Glamour, glitz and promotional glory when the home population was being depleted fast. Even then, I did not give room to fatalism. I went down to Port Harcourt, a city about 90 kilometers east of my community to join a group of youngsters dedicated to the protection of the environment. These chaps were so focussed on the environment that it took several months to convince them there is an admixture of issues (political, economic and legal) which combined to undermine the environment.
Three incidents broke up this group and while the smaller fragment of about five young men resorted to finding means of migrating, the rest of us came into these creeks to train and receive our peoples’ commission to protect the territorial integrity and the dignity of their lives. Fatalism? Perhaps! But we have been trained and as I am lying on this alluvial bed, waiting for the troops of Operation Restore Hope, I do not worry about life and death. I feel equal comfort from the taste of the morning dew as in the knowledge that my parents and siblings bravely endured the last minutes.
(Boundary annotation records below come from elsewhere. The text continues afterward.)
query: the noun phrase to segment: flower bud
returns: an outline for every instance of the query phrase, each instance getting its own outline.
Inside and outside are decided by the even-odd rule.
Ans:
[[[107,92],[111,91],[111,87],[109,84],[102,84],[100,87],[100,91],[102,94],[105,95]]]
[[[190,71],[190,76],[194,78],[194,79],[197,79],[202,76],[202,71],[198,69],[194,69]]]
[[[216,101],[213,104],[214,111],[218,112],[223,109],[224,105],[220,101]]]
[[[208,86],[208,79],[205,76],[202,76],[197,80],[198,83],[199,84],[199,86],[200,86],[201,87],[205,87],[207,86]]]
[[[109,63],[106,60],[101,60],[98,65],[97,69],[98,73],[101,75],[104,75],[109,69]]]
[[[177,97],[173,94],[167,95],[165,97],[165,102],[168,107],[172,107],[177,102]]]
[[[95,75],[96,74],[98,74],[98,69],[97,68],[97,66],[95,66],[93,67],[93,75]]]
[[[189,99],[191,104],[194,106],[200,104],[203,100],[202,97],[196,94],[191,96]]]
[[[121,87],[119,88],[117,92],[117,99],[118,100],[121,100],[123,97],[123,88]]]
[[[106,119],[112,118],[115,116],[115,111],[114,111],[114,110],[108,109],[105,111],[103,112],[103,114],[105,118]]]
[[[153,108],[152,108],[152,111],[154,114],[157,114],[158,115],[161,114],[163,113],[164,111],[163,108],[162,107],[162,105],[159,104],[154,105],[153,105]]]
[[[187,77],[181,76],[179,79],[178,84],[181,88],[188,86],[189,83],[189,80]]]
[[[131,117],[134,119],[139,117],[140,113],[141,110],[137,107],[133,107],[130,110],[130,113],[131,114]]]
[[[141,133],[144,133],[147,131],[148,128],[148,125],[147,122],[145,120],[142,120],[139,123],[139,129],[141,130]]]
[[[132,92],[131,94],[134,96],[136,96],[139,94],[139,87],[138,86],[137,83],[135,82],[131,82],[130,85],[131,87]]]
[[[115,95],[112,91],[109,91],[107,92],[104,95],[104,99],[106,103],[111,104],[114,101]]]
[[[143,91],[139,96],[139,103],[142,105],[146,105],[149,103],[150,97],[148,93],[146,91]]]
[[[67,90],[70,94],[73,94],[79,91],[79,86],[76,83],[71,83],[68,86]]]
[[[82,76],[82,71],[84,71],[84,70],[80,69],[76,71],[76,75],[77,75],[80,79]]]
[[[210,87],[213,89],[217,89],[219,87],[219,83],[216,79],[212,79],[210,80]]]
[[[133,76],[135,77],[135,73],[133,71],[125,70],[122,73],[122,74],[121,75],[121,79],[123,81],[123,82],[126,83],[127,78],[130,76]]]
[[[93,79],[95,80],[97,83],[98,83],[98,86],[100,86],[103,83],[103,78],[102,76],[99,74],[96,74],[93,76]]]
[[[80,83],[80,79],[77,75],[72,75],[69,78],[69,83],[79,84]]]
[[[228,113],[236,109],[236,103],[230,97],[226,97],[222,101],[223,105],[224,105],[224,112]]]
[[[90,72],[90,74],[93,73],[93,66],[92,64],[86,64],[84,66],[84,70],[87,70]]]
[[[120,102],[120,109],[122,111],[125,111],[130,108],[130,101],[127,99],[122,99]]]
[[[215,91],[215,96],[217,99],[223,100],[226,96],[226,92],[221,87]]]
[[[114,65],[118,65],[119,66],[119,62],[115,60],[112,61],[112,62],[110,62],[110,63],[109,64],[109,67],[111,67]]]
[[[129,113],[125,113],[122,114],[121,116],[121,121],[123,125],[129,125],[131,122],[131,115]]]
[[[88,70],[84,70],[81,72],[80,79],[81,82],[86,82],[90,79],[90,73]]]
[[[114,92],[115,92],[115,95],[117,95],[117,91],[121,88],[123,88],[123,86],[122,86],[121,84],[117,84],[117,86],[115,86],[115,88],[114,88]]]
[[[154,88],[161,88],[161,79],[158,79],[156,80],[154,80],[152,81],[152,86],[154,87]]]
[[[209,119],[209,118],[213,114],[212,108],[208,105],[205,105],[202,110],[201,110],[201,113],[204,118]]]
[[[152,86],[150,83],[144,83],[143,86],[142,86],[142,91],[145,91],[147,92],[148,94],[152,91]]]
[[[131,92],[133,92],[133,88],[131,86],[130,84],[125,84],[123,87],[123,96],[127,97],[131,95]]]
Sometime in 2004, the young director of our Green Revolution Movement announced he had received positive news from the militant activists of the Niger-Delta movement that the presidency had sent two aircraft to convey representatives of the various segments of the movement to a parley in Abuja. Names were collated and position papers were prepared. On the fateful day, however, the soldiers who came with the aircraft pushed out the ones they referred to as ‘book people,’ explaining that their orders were to bring the militants whose activities were causing international rumbles.
They told us boldly to go back to our eternal arguments in beer halls and on newspaper pages. After that incident, the feeling that the Federal and State authorities felt no respect for gentle and civilised persuasion was reinforced by the snubbing we received from both tiers of government.